Passersby stopped at the scene and were assisting both boys when emergency personnel arrived. Dean was taken to Hendricks Community Health and was later airlifted to Methodist.
"I couldn't tell you a single thing they did in all that time," said Dean. "I had to relearn everything, how to walk, how to talk, how to write my name. I still have memory problems."
He talked about having thoughts of suicide and about the effect his accident had on his family and his best friend.
"My mom wrote a daily journal of my day-by-day progress and I cannot read it without losing it," he told students. "I can't believe what they went through. My sister thought she was going to have to bury her little brother."
"Without my dad, Mike Poole and people like them, I wouldn't' be here. Zach sat by my bed day after day and told my parents it should have been him.
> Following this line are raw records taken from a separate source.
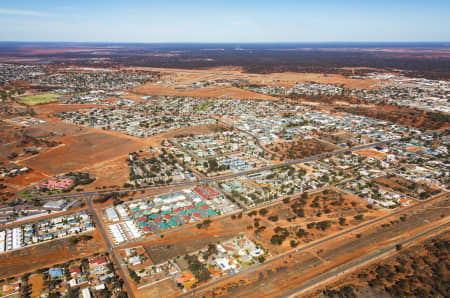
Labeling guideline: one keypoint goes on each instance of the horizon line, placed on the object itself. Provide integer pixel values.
(223, 42)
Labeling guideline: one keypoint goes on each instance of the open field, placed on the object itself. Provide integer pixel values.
(372, 153)
(401, 115)
(46, 254)
(420, 270)
(82, 151)
(164, 252)
(43, 98)
(289, 273)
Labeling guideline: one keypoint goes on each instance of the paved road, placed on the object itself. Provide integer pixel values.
(339, 270)
(230, 176)
(317, 243)
(109, 247)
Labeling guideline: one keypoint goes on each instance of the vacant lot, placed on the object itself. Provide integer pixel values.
(289, 273)
(82, 151)
(39, 99)
(410, 188)
(417, 271)
(300, 148)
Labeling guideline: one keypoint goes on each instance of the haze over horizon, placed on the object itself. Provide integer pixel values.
(225, 21)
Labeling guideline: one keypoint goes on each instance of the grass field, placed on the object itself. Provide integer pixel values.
(39, 99)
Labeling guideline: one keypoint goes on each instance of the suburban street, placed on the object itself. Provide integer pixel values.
(407, 210)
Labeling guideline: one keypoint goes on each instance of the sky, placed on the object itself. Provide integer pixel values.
(150, 21)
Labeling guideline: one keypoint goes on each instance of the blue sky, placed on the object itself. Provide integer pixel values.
(224, 21)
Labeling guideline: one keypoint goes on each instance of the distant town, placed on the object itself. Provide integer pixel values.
(161, 182)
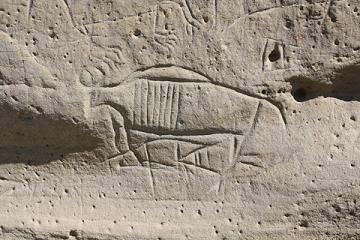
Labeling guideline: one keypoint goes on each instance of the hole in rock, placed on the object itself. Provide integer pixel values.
(275, 54)
(344, 85)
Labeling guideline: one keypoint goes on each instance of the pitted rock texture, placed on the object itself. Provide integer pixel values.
(179, 119)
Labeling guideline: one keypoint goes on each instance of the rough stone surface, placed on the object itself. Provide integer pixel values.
(181, 119)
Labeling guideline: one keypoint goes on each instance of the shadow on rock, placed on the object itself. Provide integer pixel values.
(345, 85)
(35, 139)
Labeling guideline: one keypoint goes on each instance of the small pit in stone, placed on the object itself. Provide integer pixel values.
(275, 54)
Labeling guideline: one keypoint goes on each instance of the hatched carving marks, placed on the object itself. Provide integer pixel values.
(173, 23)
(171, 121)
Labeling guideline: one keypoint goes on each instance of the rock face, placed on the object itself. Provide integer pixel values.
(179, 119)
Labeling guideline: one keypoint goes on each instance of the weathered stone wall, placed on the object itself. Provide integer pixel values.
(179, 119)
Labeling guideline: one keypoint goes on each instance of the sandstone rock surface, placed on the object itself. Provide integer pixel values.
(179, 119)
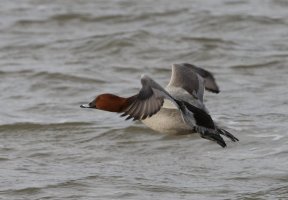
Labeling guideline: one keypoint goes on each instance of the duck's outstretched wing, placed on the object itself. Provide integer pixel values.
(210, 82)
(147, 102)
(184, 77)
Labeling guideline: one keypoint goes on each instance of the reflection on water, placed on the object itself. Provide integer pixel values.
(56, 55)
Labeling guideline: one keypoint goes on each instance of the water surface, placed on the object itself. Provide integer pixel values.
(56, 55)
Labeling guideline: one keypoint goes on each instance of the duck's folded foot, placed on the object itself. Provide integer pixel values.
(211, 135)
(227, 134)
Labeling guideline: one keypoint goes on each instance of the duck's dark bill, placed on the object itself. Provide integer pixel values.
(84, 106)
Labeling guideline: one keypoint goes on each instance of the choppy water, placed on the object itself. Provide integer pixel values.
(55, 55)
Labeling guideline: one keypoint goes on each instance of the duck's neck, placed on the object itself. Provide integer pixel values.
(111, 103)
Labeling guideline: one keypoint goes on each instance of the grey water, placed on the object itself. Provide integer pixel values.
(56, 55)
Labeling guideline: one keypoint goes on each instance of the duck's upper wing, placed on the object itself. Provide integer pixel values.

This wreck really changed my life," he said. "Tomorrow is not a sure thing."
One of the things emphasized by everyone speaking at the assembly was to wear a seatbelt. Dean did not have on his seatbelt the day of his accident.
"I hope you guys take something from this because, take it from me, you don't want to live it," concluded Dean.
County Coroner Thomas Miller took the stage next and told kids, "It doesn't get any more real than that. What you heard from Mr. Dean is real. That is real life."
Miller went on to tell kids more statistics. Sixty percent of all drivers before the age of 18 are involved in an accident. Then he had students who had drivers licenses stand up.
"If you've had an accident remain standing, the rest of you sit down," he said. A large number of students remained standing.
Zach Bowers, manager at Operation Life, coordinated the mock disaster. Every year around prom time, emergency personnel volunteer their time to present a mock disaster to try to influence kids not be drive under any influences, to wear their seatbelts and to stay safe.
"Prom night could be the best night of your life or it could be the worst night of you life. Think," said Miller.